There is a widespread practice of trademark hijacking in China.  Because trademark rights are acquired by the first person to file a trademark application, Australian brand owners often find that their trademark has been “hijacked” in China by an earlier trademark application in the name of a local Chinese entity (and this may even be your Chinese distributor or manufacturer!)

  • The trademarks FACEBOOK, TOPSHOP, J.CREW, KARDASHIAN, JUSTIN BIEBER, ANGRY BIRDS, CHIVAS and OPRAH WINFREY are all owned by Chinese entities for a variety of different products.
  • Less than 3 months after VIAGRA was approved by the FDA, a Chinese pharmaceutical company registered the trademark VIAGRA in Chinese.  Pfizer tried (unsuccessfully) for over 10 years to prevent the Chinese pharmaceutical company from selling the drug under the brand name VIAGRA in Chinese.

  • Apple paid a settlement of $60million to Proview Technology so that it could use the trademark “iPad” in China.

The practice of trademark hijacking seems to cut across all industries and it is not just well-known trademarks that are hijacked.  Many Australian businesses in wine and FMCGs have also fallen victim to this practice, especially when they engage a Chinese entity as part of the packaging or manufacturing process.

The solution?

In China, the first to file a trademark gets the trademark registration.  Accordingly, it is important for you to file a trademark application for your brand in China before you meet with any potential business partners, sign any contracts with Chinese entities or commence any manufacturing in China.

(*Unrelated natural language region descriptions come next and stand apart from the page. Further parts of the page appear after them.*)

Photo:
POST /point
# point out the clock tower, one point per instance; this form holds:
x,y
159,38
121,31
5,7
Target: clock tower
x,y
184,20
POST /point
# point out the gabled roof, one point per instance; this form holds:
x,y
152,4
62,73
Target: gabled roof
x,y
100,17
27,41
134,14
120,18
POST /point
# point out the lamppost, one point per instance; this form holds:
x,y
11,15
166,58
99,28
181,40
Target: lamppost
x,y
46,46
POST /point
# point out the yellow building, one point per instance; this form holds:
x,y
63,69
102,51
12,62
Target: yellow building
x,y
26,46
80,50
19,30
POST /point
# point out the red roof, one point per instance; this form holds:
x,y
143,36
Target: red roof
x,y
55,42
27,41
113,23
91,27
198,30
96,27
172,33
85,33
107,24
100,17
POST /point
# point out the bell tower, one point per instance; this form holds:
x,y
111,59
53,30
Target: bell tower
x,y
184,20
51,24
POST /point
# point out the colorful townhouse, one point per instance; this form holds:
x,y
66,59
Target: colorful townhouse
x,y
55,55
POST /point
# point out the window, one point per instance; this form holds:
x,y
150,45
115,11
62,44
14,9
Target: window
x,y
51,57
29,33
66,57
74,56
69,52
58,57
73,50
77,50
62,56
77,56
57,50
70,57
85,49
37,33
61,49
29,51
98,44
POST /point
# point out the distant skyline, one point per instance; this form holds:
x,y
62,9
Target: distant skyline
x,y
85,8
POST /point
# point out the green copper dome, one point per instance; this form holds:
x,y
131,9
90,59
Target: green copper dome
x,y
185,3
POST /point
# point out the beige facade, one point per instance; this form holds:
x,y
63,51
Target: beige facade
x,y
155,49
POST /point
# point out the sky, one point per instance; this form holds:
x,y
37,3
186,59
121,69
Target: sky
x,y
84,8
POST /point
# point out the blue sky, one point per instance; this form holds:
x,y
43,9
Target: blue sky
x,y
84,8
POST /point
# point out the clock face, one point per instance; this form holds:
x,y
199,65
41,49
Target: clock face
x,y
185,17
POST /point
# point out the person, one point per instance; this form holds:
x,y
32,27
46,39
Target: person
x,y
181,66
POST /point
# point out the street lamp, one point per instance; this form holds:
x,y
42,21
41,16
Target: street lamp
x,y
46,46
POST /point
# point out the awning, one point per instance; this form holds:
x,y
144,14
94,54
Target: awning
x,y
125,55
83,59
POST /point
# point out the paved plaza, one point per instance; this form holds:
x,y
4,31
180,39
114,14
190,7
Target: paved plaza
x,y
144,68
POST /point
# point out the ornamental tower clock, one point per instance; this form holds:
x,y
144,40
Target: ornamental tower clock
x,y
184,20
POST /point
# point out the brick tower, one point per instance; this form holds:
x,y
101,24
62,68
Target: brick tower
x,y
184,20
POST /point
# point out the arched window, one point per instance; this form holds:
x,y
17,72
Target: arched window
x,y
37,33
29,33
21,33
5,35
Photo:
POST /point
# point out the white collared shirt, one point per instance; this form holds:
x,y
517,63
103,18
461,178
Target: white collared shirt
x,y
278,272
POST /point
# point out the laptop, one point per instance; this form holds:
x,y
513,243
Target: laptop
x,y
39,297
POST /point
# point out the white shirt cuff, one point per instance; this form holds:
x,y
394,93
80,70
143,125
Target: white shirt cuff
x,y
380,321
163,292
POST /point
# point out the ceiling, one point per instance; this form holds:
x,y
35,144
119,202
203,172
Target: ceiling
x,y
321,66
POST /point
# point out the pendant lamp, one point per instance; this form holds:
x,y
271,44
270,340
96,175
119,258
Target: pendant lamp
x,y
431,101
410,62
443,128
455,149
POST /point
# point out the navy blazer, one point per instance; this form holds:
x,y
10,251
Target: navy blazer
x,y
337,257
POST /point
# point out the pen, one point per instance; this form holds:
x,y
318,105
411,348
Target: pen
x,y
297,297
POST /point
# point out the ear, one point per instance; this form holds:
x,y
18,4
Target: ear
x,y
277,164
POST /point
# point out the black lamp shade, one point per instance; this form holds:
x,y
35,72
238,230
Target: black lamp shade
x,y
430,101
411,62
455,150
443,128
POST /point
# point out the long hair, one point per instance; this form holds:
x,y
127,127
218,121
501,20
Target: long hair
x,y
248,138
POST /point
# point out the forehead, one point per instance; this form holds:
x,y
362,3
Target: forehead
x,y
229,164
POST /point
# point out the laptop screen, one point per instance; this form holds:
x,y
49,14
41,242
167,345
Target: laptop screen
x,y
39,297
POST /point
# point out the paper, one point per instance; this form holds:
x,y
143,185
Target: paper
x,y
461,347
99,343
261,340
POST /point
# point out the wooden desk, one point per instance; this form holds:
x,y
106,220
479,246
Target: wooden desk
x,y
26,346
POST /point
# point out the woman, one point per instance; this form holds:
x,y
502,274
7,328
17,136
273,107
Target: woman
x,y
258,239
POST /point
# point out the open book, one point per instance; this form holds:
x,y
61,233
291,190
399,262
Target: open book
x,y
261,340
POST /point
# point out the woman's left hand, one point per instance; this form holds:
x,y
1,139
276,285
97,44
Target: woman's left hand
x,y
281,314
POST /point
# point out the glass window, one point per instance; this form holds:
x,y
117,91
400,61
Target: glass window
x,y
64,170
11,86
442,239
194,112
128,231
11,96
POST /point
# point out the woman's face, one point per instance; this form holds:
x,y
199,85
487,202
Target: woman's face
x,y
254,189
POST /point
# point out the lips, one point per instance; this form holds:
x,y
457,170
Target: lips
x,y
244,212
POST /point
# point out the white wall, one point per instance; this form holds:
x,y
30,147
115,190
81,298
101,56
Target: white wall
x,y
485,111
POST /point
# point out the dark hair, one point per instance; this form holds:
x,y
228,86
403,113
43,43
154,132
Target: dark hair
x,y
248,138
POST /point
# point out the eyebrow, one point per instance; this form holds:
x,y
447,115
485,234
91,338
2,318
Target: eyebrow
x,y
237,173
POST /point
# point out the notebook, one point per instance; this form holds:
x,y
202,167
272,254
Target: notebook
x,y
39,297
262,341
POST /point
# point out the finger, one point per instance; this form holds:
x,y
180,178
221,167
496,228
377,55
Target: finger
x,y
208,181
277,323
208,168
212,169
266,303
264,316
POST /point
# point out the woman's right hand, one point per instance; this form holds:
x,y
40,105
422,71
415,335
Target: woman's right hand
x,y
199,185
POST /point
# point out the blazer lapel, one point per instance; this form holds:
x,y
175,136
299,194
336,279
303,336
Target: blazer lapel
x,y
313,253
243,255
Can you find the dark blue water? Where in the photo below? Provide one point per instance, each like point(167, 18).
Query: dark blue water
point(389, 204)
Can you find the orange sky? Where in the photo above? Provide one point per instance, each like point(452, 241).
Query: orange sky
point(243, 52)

China is a member of the Madrid Protocol, which means that if you own an Australian trademark application or registration for your brand, you can use your Australian trademark as a basis to file an International Trademark extending protection to China.

If you also intend to sell your product in China, remember to register your trademark in both Latin and Chinese characters.

New Laws

If you do find that your trademark has been hijacked, China has introduced new laws which come into effect on May 1, 2014 which give foreign trademark owners some recourse.  

  • An identical trade mark registered for identical goods and services will be considered trademark infringement if there is a contractual or business relationship between the parties (and irrespective of whether or not there is confusion).
  • The opposition procedure is simplified and shortened.

  • Trade mark use and registration is subject to a requirement of “good faith”.

  • Prior use of a trade mark can be used as a defense.

  • There are higher damages for trademark infringement.

  • Unfair competition laws will allow action against the use or registration of a registered trademark as a trade name.

The above changes are positive developments for the protection of trademarks in China.  However, it is important to still remember that:

  • Trade mark rights in China are based on the first to file a trademark application.  If you plan to do business in China, it is important to first file a trademark application before entering any discussions with local entities.
  • If you license a third party to use your trademark in China, such as a distributor, it is important that the license is recorded with the China Trademark Office.  This ensures that any goodwill generated through the use of the trademark in China reverts back to you the owner and will allow you to rely on your licensee’s use of the trade mark in legal actions.


This article is intended to outline some of the trademark issues that you may need to address with your legal counsel when entering the China market.  It does not go into great depth with the subject matter, but offers useful insights into the basics.  It is not legal advice and it is not exhaustive of all laws and issues that may apply to your particular business. Qualified legal counsel should review the details of your business in China.